As R.T. France points out, that’s not necessarily the case. Writing of Jesus’ baptism by John:
There is no indication that anyone other than Jesus himself saw or heard what happened after the baptism (1:10-11), or that the crowd had any reason to identify him with the (mightier one) of John’s prophecy. No one else witnessed the confrontation with Satan and the animals, or saw the angelic intervention. All that people saw was an unknown man from an obscure village joining the many others who responded to John’s call to baptism. It is only Mark’s readers who, as a result of his prologue, are in a position to see more clearly who Jesus is…

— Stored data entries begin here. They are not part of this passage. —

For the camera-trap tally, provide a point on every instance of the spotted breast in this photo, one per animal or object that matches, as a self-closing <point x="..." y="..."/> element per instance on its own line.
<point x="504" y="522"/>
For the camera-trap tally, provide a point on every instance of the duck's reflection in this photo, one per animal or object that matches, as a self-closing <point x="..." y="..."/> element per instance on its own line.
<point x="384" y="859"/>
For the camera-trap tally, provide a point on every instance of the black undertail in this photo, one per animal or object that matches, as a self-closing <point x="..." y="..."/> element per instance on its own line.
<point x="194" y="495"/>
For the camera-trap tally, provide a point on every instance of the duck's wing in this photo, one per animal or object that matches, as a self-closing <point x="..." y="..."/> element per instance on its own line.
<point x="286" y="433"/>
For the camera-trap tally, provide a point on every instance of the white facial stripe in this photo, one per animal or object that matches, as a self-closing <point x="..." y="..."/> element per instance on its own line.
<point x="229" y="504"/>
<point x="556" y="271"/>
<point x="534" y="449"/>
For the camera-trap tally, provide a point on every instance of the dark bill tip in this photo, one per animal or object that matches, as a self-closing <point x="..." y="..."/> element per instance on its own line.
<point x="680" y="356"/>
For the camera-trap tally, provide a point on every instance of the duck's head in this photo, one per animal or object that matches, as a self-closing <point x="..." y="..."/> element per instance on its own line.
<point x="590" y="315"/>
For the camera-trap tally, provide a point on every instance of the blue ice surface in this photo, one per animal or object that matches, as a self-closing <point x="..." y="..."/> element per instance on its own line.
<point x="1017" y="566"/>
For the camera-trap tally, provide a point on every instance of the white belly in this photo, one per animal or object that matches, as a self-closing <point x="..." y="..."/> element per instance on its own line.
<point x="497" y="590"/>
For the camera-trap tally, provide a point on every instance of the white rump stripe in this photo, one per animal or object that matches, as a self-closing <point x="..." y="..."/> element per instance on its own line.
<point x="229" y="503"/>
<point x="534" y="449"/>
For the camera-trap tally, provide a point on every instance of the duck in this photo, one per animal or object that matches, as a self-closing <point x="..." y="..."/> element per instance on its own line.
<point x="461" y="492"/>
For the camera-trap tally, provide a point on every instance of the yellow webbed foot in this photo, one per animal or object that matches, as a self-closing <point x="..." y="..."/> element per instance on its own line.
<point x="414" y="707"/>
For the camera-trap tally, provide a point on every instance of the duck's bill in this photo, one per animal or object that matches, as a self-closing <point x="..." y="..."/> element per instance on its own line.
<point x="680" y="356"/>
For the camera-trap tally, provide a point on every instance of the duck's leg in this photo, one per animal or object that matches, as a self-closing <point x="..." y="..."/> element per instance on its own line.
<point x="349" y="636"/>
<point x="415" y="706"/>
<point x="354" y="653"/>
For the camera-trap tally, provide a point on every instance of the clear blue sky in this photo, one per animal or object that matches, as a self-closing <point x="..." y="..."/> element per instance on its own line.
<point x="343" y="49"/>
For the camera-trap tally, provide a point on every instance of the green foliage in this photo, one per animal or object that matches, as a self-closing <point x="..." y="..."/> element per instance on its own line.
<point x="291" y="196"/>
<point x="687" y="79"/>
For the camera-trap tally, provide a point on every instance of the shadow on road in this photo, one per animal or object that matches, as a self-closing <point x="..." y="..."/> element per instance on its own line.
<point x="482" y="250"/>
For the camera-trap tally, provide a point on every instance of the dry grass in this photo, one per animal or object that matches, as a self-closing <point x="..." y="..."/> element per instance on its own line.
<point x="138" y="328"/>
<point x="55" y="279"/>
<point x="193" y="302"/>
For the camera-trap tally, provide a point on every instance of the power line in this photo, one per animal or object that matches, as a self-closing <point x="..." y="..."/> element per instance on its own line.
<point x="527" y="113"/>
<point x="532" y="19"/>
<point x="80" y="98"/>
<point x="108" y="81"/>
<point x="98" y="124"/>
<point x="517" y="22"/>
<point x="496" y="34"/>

For the time being…the coming one is incognito (and will remain so for the actors in the story, since the revelations of vv. 10-13 are not publicly available, but offered only to the privileged insight of the reader). John’s enigmatic words would presumably, in the narrative context, be understood as a prophecy of God’s eschatological coming; only Mark’s readers have been given a hint that there is a human (mightier one) waiting in the wings. –pp. 58, 70, The Gospel of Mark
Yes, eventually he would perform miracles, preach, teach, get crucified, and rise from the dead, but even then, you were making a decision about a man–a very normal-looking man, a Nazarene who’d grown up in a village not much different than yours. You were deciding on a paradox, whether this man, this contemporary of yours, was, in fact, the eternal stepped into time. In a lot of ways, Jesus is the God you’d never notice, and when you had, it was still up for grabs.

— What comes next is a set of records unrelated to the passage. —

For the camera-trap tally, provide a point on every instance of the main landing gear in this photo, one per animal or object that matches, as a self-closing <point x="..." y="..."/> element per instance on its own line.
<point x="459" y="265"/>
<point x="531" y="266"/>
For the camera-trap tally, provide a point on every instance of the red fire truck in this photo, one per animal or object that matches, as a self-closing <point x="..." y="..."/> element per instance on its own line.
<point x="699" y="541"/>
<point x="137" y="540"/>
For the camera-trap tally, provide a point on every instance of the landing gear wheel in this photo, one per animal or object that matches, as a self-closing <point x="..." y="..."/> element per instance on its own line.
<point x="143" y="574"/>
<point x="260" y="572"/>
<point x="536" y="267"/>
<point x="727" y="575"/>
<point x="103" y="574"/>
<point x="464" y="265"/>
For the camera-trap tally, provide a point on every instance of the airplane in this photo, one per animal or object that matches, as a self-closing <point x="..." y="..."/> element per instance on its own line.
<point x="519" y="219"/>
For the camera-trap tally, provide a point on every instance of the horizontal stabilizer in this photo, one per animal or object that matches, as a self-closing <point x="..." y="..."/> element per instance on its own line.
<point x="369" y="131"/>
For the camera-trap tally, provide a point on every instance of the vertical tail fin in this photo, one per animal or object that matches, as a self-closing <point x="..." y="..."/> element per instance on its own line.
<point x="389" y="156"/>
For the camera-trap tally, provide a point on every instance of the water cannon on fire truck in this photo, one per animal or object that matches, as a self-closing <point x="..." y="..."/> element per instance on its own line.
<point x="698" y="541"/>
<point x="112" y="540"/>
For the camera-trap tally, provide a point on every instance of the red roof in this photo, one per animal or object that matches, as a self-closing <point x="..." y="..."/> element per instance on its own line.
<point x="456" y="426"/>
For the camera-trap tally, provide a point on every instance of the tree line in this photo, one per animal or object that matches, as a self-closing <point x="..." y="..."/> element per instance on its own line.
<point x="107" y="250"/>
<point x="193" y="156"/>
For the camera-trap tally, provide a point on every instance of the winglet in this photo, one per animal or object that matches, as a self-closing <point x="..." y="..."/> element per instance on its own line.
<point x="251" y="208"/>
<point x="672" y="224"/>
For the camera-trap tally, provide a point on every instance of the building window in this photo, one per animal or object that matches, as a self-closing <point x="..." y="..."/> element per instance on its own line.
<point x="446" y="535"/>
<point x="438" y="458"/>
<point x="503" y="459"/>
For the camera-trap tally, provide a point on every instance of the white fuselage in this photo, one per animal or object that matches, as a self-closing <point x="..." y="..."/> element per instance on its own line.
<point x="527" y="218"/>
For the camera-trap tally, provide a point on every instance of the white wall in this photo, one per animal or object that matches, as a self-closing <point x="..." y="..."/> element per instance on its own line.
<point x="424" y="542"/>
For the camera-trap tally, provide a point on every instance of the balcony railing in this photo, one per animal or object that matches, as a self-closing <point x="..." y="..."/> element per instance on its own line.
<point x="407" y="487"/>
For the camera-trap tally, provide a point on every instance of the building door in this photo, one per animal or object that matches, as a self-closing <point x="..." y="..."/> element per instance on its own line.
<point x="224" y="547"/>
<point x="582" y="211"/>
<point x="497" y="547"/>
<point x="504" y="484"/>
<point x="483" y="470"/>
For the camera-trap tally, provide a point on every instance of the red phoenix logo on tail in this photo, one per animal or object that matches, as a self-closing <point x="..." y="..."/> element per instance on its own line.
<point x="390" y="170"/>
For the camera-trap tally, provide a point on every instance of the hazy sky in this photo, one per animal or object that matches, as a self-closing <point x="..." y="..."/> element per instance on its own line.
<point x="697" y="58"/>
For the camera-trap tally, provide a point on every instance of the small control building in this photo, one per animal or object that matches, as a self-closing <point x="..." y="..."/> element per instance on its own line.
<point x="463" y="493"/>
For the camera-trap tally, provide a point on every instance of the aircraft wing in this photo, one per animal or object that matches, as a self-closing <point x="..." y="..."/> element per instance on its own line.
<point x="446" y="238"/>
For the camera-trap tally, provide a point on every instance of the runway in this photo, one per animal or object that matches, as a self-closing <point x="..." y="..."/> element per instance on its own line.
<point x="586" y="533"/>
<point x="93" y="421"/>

This is the kind of point Kierkegaard loved to press in order to puncture that easy sort of “historical” assurance in his works. As he pointed out, after 1,800 years, in the context of Christendom, Jesus looks pretty obvious. I mean, look at his impact on world history, right? He’s got to be truth; it’s so clear. But that’s not how we’re supposed to come to Jesus. At some point we have to make a decision about the Christ who is contemporaneous with us–a Christ whose claims, when taken seriously, are a bit ridiculous–indeed blasphemous, if false. We have to make a decision about a man at whom we might take offense.
Christians ought to be sobered by this thought in two ways.

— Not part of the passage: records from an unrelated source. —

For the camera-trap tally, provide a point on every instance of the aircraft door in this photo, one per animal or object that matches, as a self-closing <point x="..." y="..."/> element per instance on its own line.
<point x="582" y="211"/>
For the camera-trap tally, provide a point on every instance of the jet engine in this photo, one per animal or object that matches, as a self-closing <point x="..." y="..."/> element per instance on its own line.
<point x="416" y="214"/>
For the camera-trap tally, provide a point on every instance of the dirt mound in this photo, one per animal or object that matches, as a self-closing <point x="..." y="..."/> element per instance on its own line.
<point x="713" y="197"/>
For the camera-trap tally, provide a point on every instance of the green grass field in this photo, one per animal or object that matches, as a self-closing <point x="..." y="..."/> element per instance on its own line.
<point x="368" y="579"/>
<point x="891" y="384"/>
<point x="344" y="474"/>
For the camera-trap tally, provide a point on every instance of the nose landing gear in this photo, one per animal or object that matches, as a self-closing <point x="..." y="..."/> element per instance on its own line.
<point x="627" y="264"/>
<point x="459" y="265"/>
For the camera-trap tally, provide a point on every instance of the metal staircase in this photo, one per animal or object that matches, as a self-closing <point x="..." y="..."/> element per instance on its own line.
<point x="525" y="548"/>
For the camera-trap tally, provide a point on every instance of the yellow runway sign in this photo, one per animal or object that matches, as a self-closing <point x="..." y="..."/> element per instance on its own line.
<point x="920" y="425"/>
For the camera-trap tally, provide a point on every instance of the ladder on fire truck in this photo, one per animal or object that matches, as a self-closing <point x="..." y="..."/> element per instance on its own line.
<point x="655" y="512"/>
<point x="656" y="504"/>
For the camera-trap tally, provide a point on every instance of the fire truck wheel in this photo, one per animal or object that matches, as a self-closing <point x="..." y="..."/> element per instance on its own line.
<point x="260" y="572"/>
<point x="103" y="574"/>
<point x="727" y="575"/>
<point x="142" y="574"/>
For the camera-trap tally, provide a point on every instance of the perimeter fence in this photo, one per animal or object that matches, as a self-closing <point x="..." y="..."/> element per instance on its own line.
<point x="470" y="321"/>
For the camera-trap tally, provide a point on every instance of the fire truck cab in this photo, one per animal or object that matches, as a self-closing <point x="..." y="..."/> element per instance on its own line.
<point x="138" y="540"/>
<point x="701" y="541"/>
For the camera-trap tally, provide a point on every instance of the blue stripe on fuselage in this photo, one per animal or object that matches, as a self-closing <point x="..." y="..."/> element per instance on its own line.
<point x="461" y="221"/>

First, if you’ve never been struck by the offense of the Incarnation, of Jesus’ claims, there’s a good chance you have not processed the Gospel. I’m not saying you’re not a Christian. It’s a silly, romantic idea that everybody has to suffer some intellectual crisis of faith in order for their faith to be authentic or valid. I’m saying that the message of the Gospel, that God himself has come to save us in this man, Jesus, is a bold, brilliant, non-obvious claim which confronts our human sensibilities at every level. It’s kind of like the ontological counterpart to grace: if it’s stopped astonishing you and converting you, or it never has, you may need to do some self-examination and see whether or not you really heard it in the first place.
Second, for those of us looking to teach and preach the Gospel of this Jesus, the paradox, we must be aware of our hearers. For those of us in the Christ-haunted parts of the culture where Jesus’ name still evokes a sort of ill-informed respect, or reverence, it may be profitable to inject a little Kierkegaardian-note into things. Let people hear the offense and decide on Jesus, not simply persist in their vague, pleasant, respect for him. On the flipside, many in the culture no longer have the feeling of 2,000 years of history backing Jesus’ claims, making him more plausible, or obvious to them. For them, Jesus is just another Jew going down to get baptized with the others who happened to have a lot of high-sounding claims made about him. In a lot of ways this is a blessing. We don’t have Kierkegaard’s problem of re-introducing Christianity to people who already think they believe it. We have far more first-time hearers than before. Still, that means the offense is live for them. We need to be conscious of that. If we go about our preaching and teaching as if Jesus was equally obvious to all, we will fail to actually engage our hearers.
May we never forget the offense, the shocking ordinariness of Jesus, the God you’d never notice.